Hacker News new | ask | show | jobs
by amluto 218 days ago
It would be amusing to run this on a regular desktop computer or even a moderately nice laptop (with a fan - give it a chance!) and see how it does. 650GB will stream in quite quickly from any decent NVMe device, and those 8-16 cores might well be considerably faster than whatever cores the cloud machines are giving you.

S3 is an amazingly engineered product, operates at truly impressive scale, is quite reasonably priced if you think of it as warm-to-very-cold storage with excellent durability properties, and has performance that barely holds a candle to any decent modern local storage device.

3 comments

Absolutely. I recently reworked a bunch of tests and found my desktop to outcompete our (larger, custom) Github Action runner by roughly 5x. And I expect this delta to increase a lot as you lean on the local I/O harder.

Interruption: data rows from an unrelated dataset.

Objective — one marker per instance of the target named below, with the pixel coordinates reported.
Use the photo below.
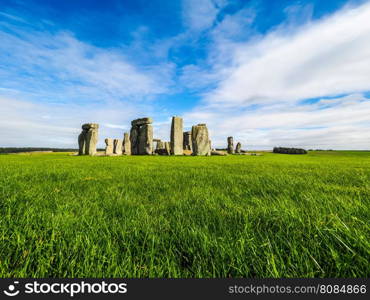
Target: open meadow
(273, 215)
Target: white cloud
(200, 15)
(59, 66)
(322, 58)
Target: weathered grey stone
(82, 142)
(145, 139)
(134, 140)
(126, 144)
(141, 136)
(167, 146)
(108, 146)
(117, 146)
(230, 145)
(200, 140)
(177, 136)
(160, 145)
(238, 148)
(187, 145)
(88, 139)
(141, 121)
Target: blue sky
(269, 73)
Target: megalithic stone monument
(117, 146)
(141, 136)
(126, 144)
(238, 148)
(177, 136)
(230, 145)
(88, 139)
(200, 140)
(167, 147)
(187, 145)
(109, 146)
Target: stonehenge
(230, 145)
(238, 148)
(88, 139)
(177, 136)
(200, 140)
(108, 146)
(140, 141)
(141, 136)
(187, 144)
(126, 144)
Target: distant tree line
(284, 150)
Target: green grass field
(274, 215)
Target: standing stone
(167, 147)
(134, 140)
(88, 139)
(238, 148)
(145, 139)
(187, 145)
(109, 146)
(126, 144)
(177, 136)
(141, 136)
(160, 145)
(230, 145)
(117, 146)
(82, 142)
(200, 140)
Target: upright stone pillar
(167, 147)
(177, 136)
(108, 146)
(230, 145)
(141, 136)
(187, 145)
(200, 140)
(88, 139)
(126, 144)
(146, 139)
(238, 148)
(117, 146)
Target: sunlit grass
(274, 215)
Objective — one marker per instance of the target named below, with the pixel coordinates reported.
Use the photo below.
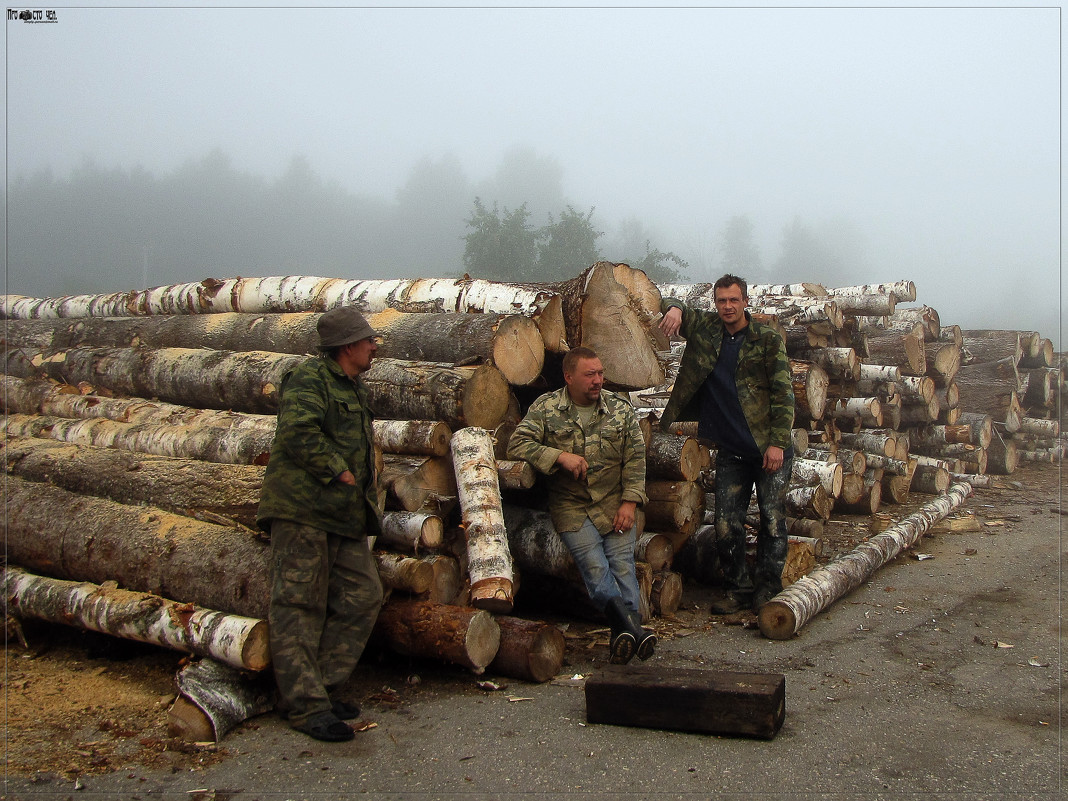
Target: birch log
(81, 538)
(237, 641)
(457, 396)
(458, 634)
(530, 649)
(214, 699)
(784, 615)
(489, 561)
(208, 379)
(189, 487)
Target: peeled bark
(237, 641)
(810, 389)
(203, 442)
(411, 532)
(216, 699)
(673, 457)
(412, 437)
(530, 649)
(457, 396)
(189, 487)
(489, 561)
(601, 315)
(458, 634)
(402, 572)
(902, 350)
(656, 550)
(81, 538)
(208, 379)
(674, 506)
(410, 482)
(787, 612)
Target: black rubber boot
(646, 640)
(622, 645)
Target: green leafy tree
(500, 246)
(567, 246)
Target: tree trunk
(489, 561)
(202, 442)
(215, 699)
(991, 346)
(405, 574)
(530, 649)
(457, 396)
(810, 389)
(674, 506)
(411, 532)
(80, 538)
(410, 482)
(188, 487)
(412, 437)
(672, 457)
(600, 314)
(207, 379)
(665, 595)
(787, 612)
(656, 550)
(458, 634)
(905, 351)
(240, 642)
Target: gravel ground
(940, 677)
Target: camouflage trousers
(325, 599)
(735, 478)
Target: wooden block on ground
(688, 700)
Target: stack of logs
(138, 424)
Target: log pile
(138, 425)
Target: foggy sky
(935, 132)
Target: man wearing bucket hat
(319, 504)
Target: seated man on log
(318, 502)
(587, 441)
(735, 380)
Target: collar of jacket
(564, 402)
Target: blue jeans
(735, 478)
(606, 562)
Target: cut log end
(776, 621)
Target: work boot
(646, 639)
(622, 644)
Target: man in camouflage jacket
(735, 380)
(587, 441)
(319, 503)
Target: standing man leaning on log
(590, 444)
(735, 380)
(319, 504)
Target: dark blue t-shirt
(722, 420)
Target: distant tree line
(108, 230)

It really is shocking how much you're paying given how little you get. I certainly don't want to run a data center and handle all the scaling and complexity of such an endeavour. But wow, the tax you pay to have someone manage all that is staggering.

Everyone wants a data lake when what they have a is a data pond.
I think you meant puddle.

cue Peppa Pig laughter sounds

Totally true. I have a trusty old (like 2016 era) X99 setup that I use for 1.2TB of time series data hosted in a timescaledb PostGIS database. I can fetch all the data I need quickly to crunch on another local machine, and max out my aging network gear to experiment with different model training scenarios. It cost me ~$500 to build the machine, and it stays off when I'm not using it.

Much easier obviously dealing with a dataset that doesn't change, but doing the same in the cloud would just be throwing money away.